[CentOS] really large file systems with centos

Thu Jul 14 14:16:13 UTC 2011
Les Mikesell <lesmikesell at gmail.com>

On 7/14/2011 1:32 AM, John R Pierce wrote:
> I've been asked for ideas on building a rather large archival storage
> system for inhouse use, on the order of 100-400TB. Probably using CentOS
> 6.    The existing system this would replace is using Solaris 10 and
> ZFS, but I want to explore using Linux instead.
>
> We have our own tomcat based archiving software that would run on this
> storage server, along with NFS client and server.   Its a write once,
> read almost never kind of application, storing compressed batches of
> archive files for a year or two.   400TB written over 2 years translates
> to about 200TB/year or about 7MB/second average write speed.   The very
> rare and occasional read accesses are done by batches where a client
> makes a webservice call to get a specific set of files, then they are
> pushed as a batch to staging storage where the user can then browse
> them, this can take minutes without any problems.

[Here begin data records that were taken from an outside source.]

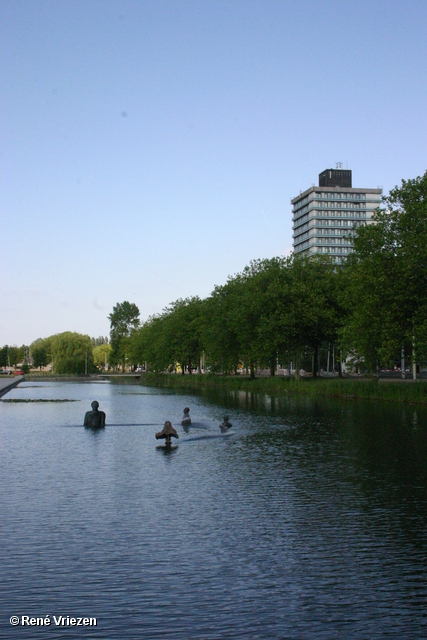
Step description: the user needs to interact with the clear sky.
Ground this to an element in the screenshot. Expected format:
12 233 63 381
0 0 427 346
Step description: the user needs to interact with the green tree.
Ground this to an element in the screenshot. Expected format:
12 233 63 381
31 339 50 370
0 344 9 367
108 300 139 371
92 342 112 369
343 172 427 369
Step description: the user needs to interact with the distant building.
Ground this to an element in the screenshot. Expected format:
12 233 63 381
291 167 382 264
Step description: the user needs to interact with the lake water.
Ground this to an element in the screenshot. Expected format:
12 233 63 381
0 382 427 640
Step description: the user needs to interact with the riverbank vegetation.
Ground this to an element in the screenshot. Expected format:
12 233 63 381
127 172 427 380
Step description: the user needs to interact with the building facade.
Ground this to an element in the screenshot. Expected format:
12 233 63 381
291 168 382 264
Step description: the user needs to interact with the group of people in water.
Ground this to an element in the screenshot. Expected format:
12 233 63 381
83 400 232 447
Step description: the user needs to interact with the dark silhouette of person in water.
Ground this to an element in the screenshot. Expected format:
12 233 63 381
83 400 105 428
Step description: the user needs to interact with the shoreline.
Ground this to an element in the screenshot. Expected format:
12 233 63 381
139 373 427 404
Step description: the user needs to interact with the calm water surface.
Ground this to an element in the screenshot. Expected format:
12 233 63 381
0 382 427 640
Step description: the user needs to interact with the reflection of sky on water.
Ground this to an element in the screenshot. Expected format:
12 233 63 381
0 383 427 640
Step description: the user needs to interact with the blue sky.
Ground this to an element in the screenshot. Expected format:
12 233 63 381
0 0 427 346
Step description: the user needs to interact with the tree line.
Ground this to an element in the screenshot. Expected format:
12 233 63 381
4 172 427 375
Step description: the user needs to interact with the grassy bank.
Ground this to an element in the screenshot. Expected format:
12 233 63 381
140 373 427 404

If it doesn't have to look exactly like a file system you might like 
luwak which is a layer over the riak nosql distributed database to 
handle large files. (http://wiki.basho.com/Luwak.html) The underlying 
storage is distributed across any number of nodes with a scheme that 
lets you add more as needed and keeps redundant copies to handle node 
failures.  A down side of luwak for most purposes is that because it 
chunks the data and re-uses duplicates, you can't remove anything, but 
for archive purposes it might work well.

For something that looks more like a filesystem, but is also distributed 
and redundant: http://www.moosefs.org/.

-- 
   Les Mikesell
    lesmikesell at gmail.com